Glücklicherweise hatte Regisseur und Drehbuchautor Gabriele Mainetti das auch gar nicht vor, als er sein Spielfilmdebüt drehte. Sicher, die eine oder andere Explosion gibt es. Und die sieht so billig aus, wie man es bei einem nur sehr mühsam finanzierten Streifen erwarten kann. Aber Sie nannten ihn Jeeg Robot will das eben auch gar nicht sein, ein normaler Superheldenfilm. Schon, dass Enzo in einer verdreckten Bude haust und eigentlich ständig Pornos schaut, macht ihn für die Heile-Welt-Heldenschar aus Hollywood untauglich. Gleichzeitig ist er aber auch nicht mit Deadpool vergleichbar, dafür fehlt es ihm sowohl als Selbstironie und Schlagfertigkeit. Oder anderen Fähigkeiten, die man bewundern könnte.

Humor ist natürlich trotzdem drin beim Beitrag vom Fantasy Filmfest 2016, der sich im Wettstreit um den Fresh Blood Award nur knapp dem iranischen 80er-Jahre-Grusler Under the Shadow geschlagen geben musste. Schon der Verweis auf Jeeg Robot, eine hierzulande völlig unbekannte 70er-Jahre-Animeserie von Go Nagai (Goldorak – Kampf der Welten) ist etwas eigenwillig. Willkürlich. Und die Figuren sind es auch. Die erwachsene Alessia wünscht sich nichts sehnsüchtiger als ein eigenes Prinzessinnenkleid, Fabio ein bisschen Anerkennung. Und die setzt er notfalls mit Gewalt um. Viel viel viel Gewalt.

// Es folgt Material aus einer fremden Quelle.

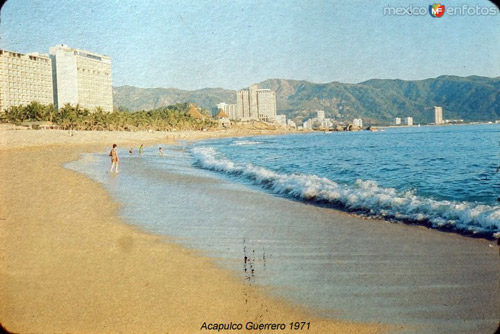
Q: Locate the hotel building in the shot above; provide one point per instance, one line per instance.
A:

Und so wankt Sie nannten ihn Jeeg Robot dann auch mehrfach zwischen brutal und komisch umher, zwischen trashig und sogar traurig. Denn gleich wie grotesk und abstoßend die verschiedenen Pro- und Antagonisten auch sind, es sind oft bemitleidenswerte Kreaturen, die sich wie Alessia nie von Traumata erholt haben. Die wie Fabio mit drastischen Mitteln versuchen, von anderen bewundert zu werden. Die Geschichte an sich gibt natürlich nicht so wahnsinnig viel her. Die Sache mit dem radioaktiven Müll spielt beispielsweise keine Rolle, ist nur eine von vielen anderen Comics entliehene, völlig unironisch verwendete Ursache für übermenschliche Kräfte. Und dass der verbissene Einzelkämpfer Enzo sich später doch noch ein Herz fasst, das ist dann doch sehr viel konventioneller, als der Film es anfangs sein will. Aber auch wenn die italienische Variante nicht ganz so subversiv ist, wie sich das manch einer vielleicht erhoffen würde, eine wohlig dreckige Alternative zu dem computerglattgeblügelten Amerikaimport ist sie ohne Zweifel.



(Anzeige)

„Sie nannten ihn Jeeg Robot“ macht sicher nicht alles anders als die große Superheldenkonkurrenz aus Hollywood, manches aber schon. Dreckiger, skurriler und trauriger lautet hier das Motto, wenn kaputte Figuren von Prinzessinnen, Casting Shows und Pornos träumen und sich dazwischen gegenseitig blutig schlagen.